Need help debugging issue on fasterrcnn_mobilenet

SarthakJain · July 18, 2021, 7:28am

Hi,

For the last couple of weeks, I have been really struggling to debug this new problem when training my detection model. Couple of weeks before the training worked great, but now all of a sudden I get this new unheard error.

I make my model and train overall like this but still get an error.

#Model 
torch.set_default_dtype(torch.float)
backbone = torchvision.models.detection.fasterrcnn_mobilenet_v3_large_320_fpn(pretrained=True)
backbone.roi_heads.box_predictor.cls_score.out_features = len(classes) 
backbone.roi_heads.box_predictor.bbox_pred.out_features = 4 * (len(classes))

#Training 
for epoch in range(epochs):
      train_one_epoch(net, optimizer, train_loader, device, epoch, print_freq=10)
      evaluate(net, test_loader, device=device)
    
    print("Time for Total Training {:0.2f}".format(time.time() - start_time))

    return net

I get some weird error that look like this:

 26     for epoch in range(epochs):

—> 27 train_one_epoch(net, optimizer, train_loader, device, epoch, print_freq=10)
28 evaluate(net, test_loader, device=device)
29

/content/engine.py in train_one_epoch(model, optimizer, data_loader, device, epoch, print_freq)
44 if not math.isfinite(loss_value):
45 print(“Loss is {}, stopping training”.format(loss_value))
—> 46 print(loss_dict_reduced)
47 sys.exit(1)
48

/usr/local/lib/python3.7/dist-packages/torch/_tensor.py in backward(self, gradient, retain_graph, create_graph, inputs)
253 create_graph=create_graph,
254 inputs=inputs)
→ 255 torch.autograd.backward(self, gradient, retain_graph, create_graph, inputs=inputs)
256
257 def register_hook(self, hook):

/usr/local/lib/python3.7/dist-packages/torch/autograd/init.py in backward(tensors, grad_tensors, retain_graph, create_graph, grad_variables, inputs)
147 Variable.execution_engine.run_backward(
148 tensors, grad_tensors, retain_graph, create_graph, inputs,
→ 149 allow_unreachable=True, accumulate_grad=True) # allow_unreachable flag
150
151

RuntimeError: Found dtype Double but expected Float.
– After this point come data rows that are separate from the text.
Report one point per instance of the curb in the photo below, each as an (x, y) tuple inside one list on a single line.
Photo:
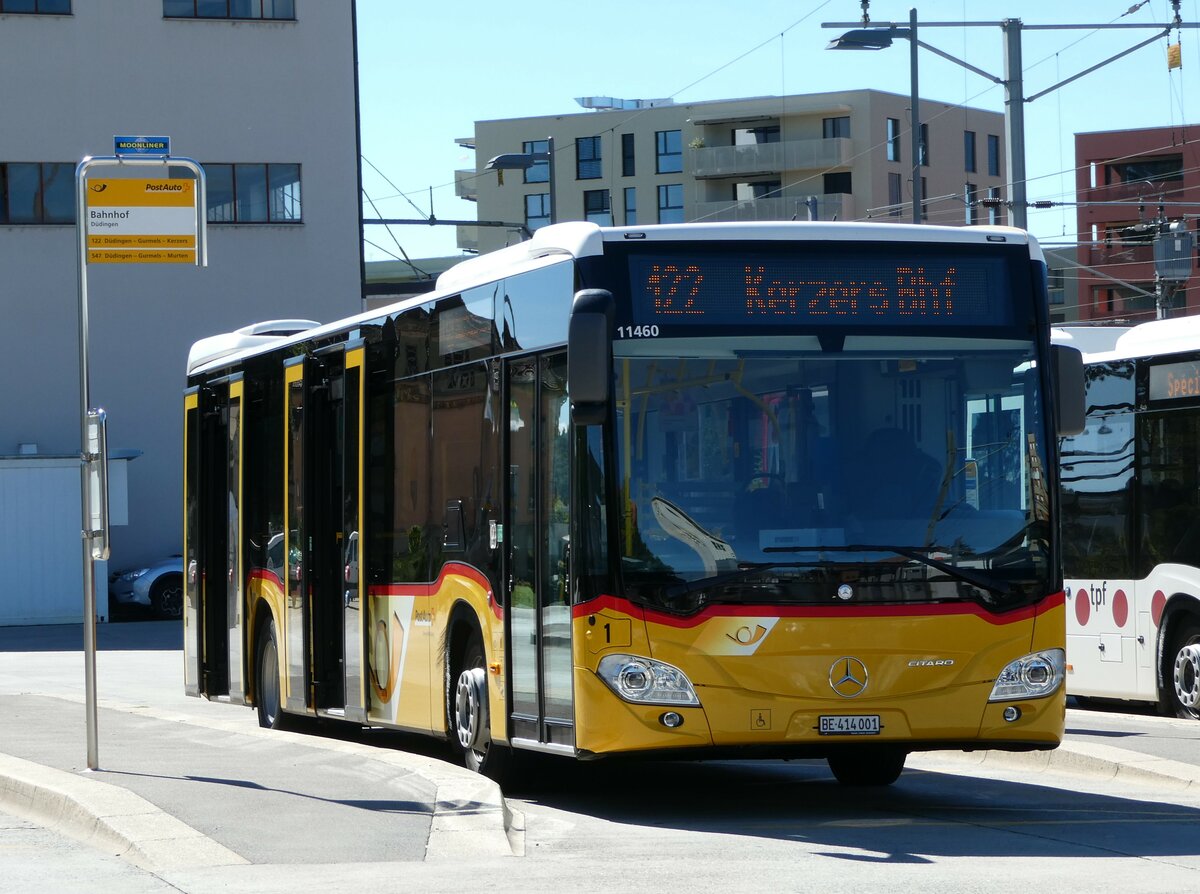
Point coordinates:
[(466, 805), (107, 817), (1091, 760)]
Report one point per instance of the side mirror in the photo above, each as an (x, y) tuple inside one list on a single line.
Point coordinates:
[(1067, 379), (589, 355)]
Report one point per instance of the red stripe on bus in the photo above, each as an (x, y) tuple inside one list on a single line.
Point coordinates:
[(808, 611), (262, 574), (426, 591)]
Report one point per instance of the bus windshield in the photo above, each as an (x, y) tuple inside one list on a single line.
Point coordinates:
[(763, 469)]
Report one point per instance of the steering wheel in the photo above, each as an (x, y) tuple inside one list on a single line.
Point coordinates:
[(773, 479)]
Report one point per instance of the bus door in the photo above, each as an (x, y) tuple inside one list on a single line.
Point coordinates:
[(213, 552), (324, 624), (538, 553)]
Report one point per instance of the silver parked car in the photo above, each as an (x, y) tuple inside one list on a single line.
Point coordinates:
[(159, 588)]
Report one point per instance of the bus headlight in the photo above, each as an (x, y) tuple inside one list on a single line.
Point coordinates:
[(1030, 677), (645, 681)]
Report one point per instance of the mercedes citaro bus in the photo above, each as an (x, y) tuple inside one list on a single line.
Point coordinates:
[(690, 490)]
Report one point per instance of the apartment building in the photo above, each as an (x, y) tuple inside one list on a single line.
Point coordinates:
[(841, 156), (263, 94), (1128, 184)]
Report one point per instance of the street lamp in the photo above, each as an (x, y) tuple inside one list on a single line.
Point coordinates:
[(881, 39), (523, 161), (1012, 82)]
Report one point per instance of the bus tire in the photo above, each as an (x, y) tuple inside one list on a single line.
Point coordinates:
[(167, 597), (868, 766), (471, 714), (267, 677), (1181, 673)]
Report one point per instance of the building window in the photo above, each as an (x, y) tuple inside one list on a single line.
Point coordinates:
[(537, 210), (893, 139), (669, 151), (1163, 168), (597, 207), (838, 183), (671, 203), (755, 136), (587, 159), (228, 9), (627, 155), (33, 192), (253, 193), (538, 172), (832, 127), (36, 7), (971, 197)]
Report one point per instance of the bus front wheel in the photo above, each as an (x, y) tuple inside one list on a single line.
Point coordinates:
[(1183, 673), (267, 681), (874, 766), (471, 715)]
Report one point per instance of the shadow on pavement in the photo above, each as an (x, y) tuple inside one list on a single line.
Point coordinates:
[(924, 813), (150, 636)]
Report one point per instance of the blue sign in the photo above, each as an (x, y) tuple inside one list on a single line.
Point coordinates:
[(142, 145)]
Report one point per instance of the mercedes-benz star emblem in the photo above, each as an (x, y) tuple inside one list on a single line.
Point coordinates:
[(847, 677)]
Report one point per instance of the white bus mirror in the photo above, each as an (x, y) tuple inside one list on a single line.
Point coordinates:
[(589, 355), (1067, 375)]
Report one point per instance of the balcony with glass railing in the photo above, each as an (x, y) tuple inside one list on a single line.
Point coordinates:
[(837, 207), (771, 157), (465, 185), (467, 238)]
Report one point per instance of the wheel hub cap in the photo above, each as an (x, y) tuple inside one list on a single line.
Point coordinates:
[(469, 708), (1187, 676)]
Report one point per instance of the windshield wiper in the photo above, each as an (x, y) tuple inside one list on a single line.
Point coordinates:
[(918, 553), (744, 570)]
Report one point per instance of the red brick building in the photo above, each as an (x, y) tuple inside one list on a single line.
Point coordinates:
[(1125, 179)]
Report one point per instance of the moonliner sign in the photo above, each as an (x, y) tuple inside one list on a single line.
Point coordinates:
[(141, 221)]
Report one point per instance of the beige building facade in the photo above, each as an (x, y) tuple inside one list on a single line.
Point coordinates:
[(843, 156)]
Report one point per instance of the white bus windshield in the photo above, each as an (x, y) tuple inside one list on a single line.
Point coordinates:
[(757, 469)]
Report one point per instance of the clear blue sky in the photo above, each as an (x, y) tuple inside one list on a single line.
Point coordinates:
[(429, 71)]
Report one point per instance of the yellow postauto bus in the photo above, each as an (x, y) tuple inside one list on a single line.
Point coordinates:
[(777, 490)]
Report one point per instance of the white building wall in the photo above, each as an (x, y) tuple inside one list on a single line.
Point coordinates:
[(225, 93)]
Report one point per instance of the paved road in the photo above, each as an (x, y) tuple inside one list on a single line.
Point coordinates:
[(234, 808)]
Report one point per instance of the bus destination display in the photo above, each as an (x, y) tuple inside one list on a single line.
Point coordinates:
[(869, 289), (1170, 382)]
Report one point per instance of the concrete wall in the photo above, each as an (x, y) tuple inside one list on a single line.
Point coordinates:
[(226, 93)]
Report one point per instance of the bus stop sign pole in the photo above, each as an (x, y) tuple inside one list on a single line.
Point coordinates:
[(131, 151)]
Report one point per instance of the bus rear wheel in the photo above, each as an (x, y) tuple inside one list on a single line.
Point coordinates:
[(267, 679), (868, 766), (1182, 675), (471, 715)]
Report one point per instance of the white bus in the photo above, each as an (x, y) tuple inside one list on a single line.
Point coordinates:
[(1131, 513)]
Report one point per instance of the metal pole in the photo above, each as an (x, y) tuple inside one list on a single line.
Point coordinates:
[(89, 570), (1014, 121), (550, 178), (915, 118), (87, 533)]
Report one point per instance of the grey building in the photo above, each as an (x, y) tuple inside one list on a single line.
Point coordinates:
[(263, 94), (845, 155)]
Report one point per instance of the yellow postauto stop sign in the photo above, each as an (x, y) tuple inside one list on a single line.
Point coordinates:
[(141, 221)]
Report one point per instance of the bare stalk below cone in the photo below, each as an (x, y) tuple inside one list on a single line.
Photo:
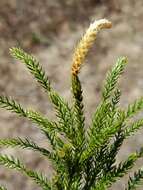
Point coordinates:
[(86, 43)]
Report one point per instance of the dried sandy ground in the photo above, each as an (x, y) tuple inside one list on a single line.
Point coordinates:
[(124, 39)]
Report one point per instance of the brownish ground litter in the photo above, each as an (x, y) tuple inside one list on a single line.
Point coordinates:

I also have boxes and labels encoded like this boxes = torch.as_tensor(boxes, dtype = torch.float32) labels = torch.as_tensor(labels, dtype = torch.int64) and my images are float tensors.

How do I get rid of this runtime error?
For all of my code with my data class, imported libs, and train check over here

Thanks for the help,
Sarthak

ptrblck · July 20, 2021, 5:30am

Could you remove the torch.set_default_dtype line of code and explicitly cast the tensors to the desired dtype?

SarthakJain · July 20, 2021, 5:55pm

Thanks for the help. Explicitly casting tensors to desired dtype helped.